La mostra è introdotta da un testo a firma di Enzo Carli dal titolo NEGLI SPAZI TRA LE FIGURE
L’immagine è manifesto degli stati d’animo, del grido di disperazione o dei fantasmi del sogno del fotografo nel rapporto quasi organico tra l’oggetto rappresentato e le proprie motivazioni. I pretesti individuati nell’esistenza banale, l’inquietudine, deformata, liberatoria conducono l’operatore ad una stretta simbiosi con quello che intende rappresentare, che converge con l’immagine. Lo sguardo di Mirko Silvestrini è interstiziale, nel congiungimento tra le linee di uno stesso soggetto o di più soggetti cerca il ricorrersi di un motivo, un’armonia psichica, qualcosa di non dissimile dal fascino discreto e ammaliante di certi refrain o messaggi subliminali che agiscono sulle terminazioni nervose in modi nient’affatto imprevedibili, come ben sanno i creativi pubblicitari o chi, come Silvestrini, studia le moderne neuroscienze. Ma cerca anche, il suo sguardo, di suturare lo spazio, saldare gli interstizi con la fucina della luce e del punto di vista, così da decifrare un codice visivo che si allarga intellegibile intorno agli abitanti della città, un muro di superfici congiunte che si dispiega come un contenitore di forme remote. Qualche isolato rettangolo-finestra si apre nero su possibili attività umane, ma il tutto si svolge altrove, suggerito, forse persino ipotizzato, come se non fosse del tutto certo che una qualche forma di vita possa abitare simili scenari.
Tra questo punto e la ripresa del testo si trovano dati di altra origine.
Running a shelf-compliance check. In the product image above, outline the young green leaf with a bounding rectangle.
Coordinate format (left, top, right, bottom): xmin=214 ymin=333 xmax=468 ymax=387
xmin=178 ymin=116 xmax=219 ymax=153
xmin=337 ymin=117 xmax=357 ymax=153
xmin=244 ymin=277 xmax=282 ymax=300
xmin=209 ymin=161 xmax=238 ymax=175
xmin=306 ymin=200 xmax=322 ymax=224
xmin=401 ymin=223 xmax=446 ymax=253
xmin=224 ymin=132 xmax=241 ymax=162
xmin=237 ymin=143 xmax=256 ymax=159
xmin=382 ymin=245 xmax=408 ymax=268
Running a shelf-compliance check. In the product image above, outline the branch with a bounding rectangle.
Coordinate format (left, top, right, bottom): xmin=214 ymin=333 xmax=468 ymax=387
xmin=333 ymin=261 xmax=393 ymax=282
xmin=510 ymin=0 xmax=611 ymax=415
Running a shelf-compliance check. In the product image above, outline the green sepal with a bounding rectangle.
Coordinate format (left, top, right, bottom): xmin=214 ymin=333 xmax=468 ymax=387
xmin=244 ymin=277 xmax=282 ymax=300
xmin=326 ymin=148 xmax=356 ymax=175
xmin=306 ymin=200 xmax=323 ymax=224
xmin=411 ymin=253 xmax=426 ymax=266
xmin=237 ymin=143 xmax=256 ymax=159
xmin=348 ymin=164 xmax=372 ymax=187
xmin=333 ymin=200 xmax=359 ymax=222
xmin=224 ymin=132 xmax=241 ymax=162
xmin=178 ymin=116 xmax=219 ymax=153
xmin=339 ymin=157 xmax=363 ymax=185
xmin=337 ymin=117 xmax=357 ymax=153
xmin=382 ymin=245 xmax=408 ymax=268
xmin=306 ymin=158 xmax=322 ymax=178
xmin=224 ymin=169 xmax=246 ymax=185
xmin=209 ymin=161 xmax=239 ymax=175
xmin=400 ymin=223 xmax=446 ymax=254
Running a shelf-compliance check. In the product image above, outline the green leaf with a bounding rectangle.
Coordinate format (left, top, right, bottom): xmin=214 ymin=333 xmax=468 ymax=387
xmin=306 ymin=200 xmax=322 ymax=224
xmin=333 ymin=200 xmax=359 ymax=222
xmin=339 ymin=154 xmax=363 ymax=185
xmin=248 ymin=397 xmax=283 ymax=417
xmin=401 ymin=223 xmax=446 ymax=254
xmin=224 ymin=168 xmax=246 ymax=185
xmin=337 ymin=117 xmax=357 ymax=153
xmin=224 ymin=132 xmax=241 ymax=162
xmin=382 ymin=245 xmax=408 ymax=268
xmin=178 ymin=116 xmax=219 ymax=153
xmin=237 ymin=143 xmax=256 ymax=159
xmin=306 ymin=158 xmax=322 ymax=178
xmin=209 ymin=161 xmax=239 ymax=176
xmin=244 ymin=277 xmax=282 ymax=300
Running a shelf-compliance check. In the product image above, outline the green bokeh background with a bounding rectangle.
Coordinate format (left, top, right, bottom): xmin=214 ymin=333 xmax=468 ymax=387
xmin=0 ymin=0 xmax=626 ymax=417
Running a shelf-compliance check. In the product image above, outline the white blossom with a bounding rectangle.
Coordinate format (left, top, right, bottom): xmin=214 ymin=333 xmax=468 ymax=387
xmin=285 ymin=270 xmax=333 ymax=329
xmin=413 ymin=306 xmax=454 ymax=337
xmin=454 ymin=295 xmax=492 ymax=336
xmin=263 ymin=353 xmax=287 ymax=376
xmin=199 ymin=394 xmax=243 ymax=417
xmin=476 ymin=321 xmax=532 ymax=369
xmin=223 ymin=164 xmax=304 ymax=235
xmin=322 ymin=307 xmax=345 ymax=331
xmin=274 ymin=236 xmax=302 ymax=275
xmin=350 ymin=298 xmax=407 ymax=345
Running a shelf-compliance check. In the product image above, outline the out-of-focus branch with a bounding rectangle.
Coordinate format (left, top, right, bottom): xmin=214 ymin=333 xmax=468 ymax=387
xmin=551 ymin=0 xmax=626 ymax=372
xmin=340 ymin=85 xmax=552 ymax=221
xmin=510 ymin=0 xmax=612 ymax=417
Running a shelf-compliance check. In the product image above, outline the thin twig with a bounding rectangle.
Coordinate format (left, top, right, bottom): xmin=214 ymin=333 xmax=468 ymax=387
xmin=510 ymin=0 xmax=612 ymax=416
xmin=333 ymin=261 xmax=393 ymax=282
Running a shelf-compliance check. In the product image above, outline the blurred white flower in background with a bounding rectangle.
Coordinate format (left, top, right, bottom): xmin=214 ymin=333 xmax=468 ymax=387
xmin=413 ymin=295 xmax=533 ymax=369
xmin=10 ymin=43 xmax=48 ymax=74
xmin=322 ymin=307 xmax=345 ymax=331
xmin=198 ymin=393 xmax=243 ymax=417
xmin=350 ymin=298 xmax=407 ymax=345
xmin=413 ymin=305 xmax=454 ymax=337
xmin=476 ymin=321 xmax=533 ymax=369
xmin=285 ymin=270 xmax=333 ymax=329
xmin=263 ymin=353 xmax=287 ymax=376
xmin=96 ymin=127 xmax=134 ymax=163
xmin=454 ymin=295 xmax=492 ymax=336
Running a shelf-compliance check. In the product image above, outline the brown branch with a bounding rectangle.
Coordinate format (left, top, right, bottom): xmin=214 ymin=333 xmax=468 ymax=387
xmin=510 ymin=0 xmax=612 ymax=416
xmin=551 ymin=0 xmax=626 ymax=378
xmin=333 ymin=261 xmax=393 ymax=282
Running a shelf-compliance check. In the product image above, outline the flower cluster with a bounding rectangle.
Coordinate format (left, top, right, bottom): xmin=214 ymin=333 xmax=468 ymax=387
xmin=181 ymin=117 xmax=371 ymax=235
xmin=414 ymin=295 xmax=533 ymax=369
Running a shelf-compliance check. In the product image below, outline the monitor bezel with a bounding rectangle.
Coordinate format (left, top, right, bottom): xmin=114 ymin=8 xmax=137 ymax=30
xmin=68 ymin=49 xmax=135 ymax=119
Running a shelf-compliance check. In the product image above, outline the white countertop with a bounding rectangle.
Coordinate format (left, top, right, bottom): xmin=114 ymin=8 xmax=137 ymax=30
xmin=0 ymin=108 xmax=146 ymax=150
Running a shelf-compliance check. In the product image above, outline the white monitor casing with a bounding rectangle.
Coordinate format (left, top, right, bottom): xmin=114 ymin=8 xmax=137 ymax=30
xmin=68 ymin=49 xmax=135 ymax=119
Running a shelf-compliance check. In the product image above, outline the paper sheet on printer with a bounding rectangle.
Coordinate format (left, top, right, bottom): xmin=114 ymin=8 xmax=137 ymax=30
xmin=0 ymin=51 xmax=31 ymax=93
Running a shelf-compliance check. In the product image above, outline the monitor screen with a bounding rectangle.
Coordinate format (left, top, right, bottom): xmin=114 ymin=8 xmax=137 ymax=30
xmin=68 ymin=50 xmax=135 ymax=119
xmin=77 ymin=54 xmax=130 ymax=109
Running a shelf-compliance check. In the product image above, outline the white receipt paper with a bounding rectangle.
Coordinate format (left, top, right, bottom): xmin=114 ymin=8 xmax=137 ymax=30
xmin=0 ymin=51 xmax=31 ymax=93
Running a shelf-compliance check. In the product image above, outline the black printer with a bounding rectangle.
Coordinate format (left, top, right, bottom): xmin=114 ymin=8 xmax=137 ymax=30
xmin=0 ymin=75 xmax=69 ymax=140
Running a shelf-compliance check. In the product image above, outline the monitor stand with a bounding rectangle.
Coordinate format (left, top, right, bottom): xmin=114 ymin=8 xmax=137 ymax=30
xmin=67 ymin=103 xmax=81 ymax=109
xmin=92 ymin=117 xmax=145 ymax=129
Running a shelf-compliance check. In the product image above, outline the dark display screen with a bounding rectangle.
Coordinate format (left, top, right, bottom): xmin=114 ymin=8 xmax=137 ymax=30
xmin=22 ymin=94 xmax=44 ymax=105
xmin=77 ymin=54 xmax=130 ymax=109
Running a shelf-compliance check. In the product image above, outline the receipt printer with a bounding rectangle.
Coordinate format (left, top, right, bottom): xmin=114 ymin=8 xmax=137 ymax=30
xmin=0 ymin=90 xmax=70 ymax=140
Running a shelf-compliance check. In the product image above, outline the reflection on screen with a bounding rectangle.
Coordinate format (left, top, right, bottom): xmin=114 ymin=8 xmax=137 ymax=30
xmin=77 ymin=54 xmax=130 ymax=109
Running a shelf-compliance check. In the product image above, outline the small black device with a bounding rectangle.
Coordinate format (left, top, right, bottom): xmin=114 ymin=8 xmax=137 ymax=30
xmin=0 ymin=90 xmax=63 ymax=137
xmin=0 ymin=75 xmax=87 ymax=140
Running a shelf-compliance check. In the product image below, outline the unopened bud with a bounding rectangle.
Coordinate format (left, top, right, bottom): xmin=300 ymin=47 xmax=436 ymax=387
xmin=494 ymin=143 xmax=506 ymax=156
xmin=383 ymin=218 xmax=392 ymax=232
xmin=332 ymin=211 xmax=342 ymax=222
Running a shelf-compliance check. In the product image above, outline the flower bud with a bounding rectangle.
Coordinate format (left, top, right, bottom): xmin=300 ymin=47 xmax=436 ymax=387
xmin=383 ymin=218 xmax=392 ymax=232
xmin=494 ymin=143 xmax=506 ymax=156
C’è uno strano silenzio luminoso in questi scatti, la promessa di un’assenza che permane e quasi si auspica, una quiete inumana di luoghi disabitati. Matrici di sagome e toni che le nostre sinapsi non riconoscono come oggetti/edifici ma come composizioni astratte, metafisiche, piani di realtà specifica che tuttavia trascende le superfici. Se avvertiamo piacere nell’osservare questi scenari, è un tipo di piacere non mediato o filtrato dalla cognizione, ma quasi il riconoscimento di un dettaglio già visto e perduto sul quale non ci siamo soffermati abbastanza. Queste immagini sembrano far leva su quella parte dell’occhio che vede e registra ogni cosa per poi passare rapidamente oltre: sono il ricordo improvviso di qualcosa che non pensavamo fosse rilevante notare e che lo sguardo del fotografo ha catturato con la precisione e l’indole delle proprie ossessioni.